BALTIMORE (WJZ) — The man at the center of one of the biggest political corruption cases in our area in recent history speaks out.
Denise Koch has more from former Virginia governor Bob McDonnell.
McDonnell was a rising star in the republican party when he was twice convicted of conspiracy and bribery and sentenced to two years in prison. He fought all the way to the supreme court and won, but his case raises serious questions about just what constitutes political bribery.
“I listened to 19 guilty verdicts for me and my wife and all I could do was sob,” says McDonnell to 60 Minutes’ Bill Whitaker.
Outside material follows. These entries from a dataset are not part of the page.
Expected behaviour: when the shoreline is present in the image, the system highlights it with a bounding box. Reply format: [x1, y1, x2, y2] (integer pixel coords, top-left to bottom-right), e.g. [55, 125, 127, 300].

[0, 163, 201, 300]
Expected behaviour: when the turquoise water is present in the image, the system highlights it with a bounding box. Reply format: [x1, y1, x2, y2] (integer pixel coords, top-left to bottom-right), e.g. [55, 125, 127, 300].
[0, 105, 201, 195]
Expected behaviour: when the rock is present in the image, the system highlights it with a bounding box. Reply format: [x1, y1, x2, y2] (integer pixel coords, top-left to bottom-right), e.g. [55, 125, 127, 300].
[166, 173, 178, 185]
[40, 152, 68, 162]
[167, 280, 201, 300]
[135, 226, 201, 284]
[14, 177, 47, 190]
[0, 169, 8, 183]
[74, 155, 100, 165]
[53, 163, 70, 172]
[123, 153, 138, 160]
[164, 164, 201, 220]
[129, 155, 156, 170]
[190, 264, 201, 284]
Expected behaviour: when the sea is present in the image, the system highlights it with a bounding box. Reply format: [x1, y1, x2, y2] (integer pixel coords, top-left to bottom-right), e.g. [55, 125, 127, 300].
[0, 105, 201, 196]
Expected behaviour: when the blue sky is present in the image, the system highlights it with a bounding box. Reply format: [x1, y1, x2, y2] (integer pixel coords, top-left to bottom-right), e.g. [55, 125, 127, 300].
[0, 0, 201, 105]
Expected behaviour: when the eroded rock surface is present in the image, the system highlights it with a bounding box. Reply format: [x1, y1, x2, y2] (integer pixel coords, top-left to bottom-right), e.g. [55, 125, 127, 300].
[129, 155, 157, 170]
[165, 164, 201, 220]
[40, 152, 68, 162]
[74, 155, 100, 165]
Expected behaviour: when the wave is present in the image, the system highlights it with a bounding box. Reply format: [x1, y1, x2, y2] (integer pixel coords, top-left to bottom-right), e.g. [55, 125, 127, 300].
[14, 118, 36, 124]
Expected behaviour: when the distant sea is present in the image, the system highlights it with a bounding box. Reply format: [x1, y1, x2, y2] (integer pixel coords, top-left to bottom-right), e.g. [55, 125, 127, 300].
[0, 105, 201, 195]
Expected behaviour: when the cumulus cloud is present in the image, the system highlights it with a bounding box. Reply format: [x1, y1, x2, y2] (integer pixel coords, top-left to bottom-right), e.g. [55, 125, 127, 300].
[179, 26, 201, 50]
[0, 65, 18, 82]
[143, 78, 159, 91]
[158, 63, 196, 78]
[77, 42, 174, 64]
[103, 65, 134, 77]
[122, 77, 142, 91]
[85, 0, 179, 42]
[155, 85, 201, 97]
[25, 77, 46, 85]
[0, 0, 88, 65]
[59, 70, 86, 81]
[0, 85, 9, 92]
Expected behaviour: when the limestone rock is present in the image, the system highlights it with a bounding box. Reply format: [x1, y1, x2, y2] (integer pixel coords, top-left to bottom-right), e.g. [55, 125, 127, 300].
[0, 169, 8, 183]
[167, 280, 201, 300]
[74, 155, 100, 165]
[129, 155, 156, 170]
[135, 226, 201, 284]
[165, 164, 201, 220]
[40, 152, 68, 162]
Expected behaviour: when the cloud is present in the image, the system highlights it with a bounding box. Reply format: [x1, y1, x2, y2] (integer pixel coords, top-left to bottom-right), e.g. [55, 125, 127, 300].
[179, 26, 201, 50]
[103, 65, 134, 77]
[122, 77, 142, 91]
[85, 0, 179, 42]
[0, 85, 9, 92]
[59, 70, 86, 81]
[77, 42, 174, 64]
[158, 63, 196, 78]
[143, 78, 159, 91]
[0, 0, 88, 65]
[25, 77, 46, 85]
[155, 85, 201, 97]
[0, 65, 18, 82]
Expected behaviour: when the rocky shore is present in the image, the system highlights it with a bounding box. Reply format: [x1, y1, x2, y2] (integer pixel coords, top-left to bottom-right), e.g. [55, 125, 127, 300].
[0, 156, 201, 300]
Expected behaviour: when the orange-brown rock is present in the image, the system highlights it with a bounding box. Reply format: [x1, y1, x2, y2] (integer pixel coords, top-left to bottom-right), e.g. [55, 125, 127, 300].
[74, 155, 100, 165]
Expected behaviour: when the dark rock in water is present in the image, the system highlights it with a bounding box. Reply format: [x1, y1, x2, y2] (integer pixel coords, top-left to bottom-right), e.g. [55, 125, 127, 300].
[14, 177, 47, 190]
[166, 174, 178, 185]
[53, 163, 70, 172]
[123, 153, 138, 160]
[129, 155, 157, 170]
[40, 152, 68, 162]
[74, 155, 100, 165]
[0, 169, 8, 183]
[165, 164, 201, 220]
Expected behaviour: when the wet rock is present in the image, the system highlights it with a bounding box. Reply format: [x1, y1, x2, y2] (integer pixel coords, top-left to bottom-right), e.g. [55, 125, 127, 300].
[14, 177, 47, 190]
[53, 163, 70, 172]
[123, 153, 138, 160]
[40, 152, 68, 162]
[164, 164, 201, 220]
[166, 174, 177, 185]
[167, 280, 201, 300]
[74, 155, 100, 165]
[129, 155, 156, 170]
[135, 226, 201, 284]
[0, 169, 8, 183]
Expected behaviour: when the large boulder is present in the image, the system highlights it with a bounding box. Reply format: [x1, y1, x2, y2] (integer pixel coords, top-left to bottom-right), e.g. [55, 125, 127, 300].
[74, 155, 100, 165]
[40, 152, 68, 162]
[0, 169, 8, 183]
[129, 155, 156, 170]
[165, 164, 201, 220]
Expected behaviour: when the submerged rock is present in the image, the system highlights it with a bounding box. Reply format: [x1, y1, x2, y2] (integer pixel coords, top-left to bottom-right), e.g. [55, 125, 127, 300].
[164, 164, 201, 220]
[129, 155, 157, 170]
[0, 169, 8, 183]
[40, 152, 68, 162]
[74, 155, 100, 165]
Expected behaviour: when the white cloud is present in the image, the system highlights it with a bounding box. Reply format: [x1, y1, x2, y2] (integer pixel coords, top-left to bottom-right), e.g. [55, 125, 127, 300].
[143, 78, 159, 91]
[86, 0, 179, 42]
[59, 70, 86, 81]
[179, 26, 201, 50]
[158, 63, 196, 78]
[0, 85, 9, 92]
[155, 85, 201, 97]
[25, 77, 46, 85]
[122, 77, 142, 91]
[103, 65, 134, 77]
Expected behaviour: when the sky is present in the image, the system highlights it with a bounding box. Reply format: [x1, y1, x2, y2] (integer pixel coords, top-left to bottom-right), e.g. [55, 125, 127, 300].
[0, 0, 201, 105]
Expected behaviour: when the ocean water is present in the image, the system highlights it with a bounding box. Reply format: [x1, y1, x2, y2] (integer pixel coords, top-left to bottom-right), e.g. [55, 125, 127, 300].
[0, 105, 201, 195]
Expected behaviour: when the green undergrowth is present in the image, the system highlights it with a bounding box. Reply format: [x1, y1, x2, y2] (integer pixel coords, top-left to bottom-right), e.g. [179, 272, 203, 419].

That was in 2014, when McDonnell and his wife Maureen were first convicted of taking 177,000 dollars worth of gifts from businessman Jonnie Williams.
Golf clubs, luxury vacations, use of a Ferrari, $20,000 dollars worth of designer clothes and a Rolex. Williams wanted the governor’s help getting state-sponsored studies of his supplement ‘Anatabloc’.
In an interview with ’60 Minutes,’ McDonnell admits taking the gifts but says it was completely legal under Virginia law.
“My job was just to connect people with government, and I considered it a routine part of what I did for job creation and regular constituent service. That is an everyday occurrence in America and I know that to be true from years in politics,” he says.
“These were not gifts, these were pay-offs,” says Virginia Deputy Attorney General Jim Cole, who prosecuted the case disagrees.
“The key difference here is the money didn’t go to the campaign it went to his pocket,” he says.
“There was never a quid pro quo or any conspiracy or any agreement to help Mr. Williams,” says McDonnell.
And, in the end, the Supreme Court faulted prosecutors for using too broad a definition of “corruption.”
They found nothing illegal, but did condemn McDonnell on ethical grounds saying, “The tawdry tales of Ferraris, Rolexes, and ball gowns did not typify normal political interaction.”
“If I had it to do over again I wouldn’t take any gifts,” says McDonnell to Whitaker.
The Supreme Court ruling is already having repercussions. Politicians found guilty in New York, Pennsylvania, Utah, and Louisiana are using the McDonnell case to fight their bribery convictions.
Charges against McDonnell and his wife Maureen were dismissed. McDonnell is now working for a law firm. He owes $27-million dollars in legal fees.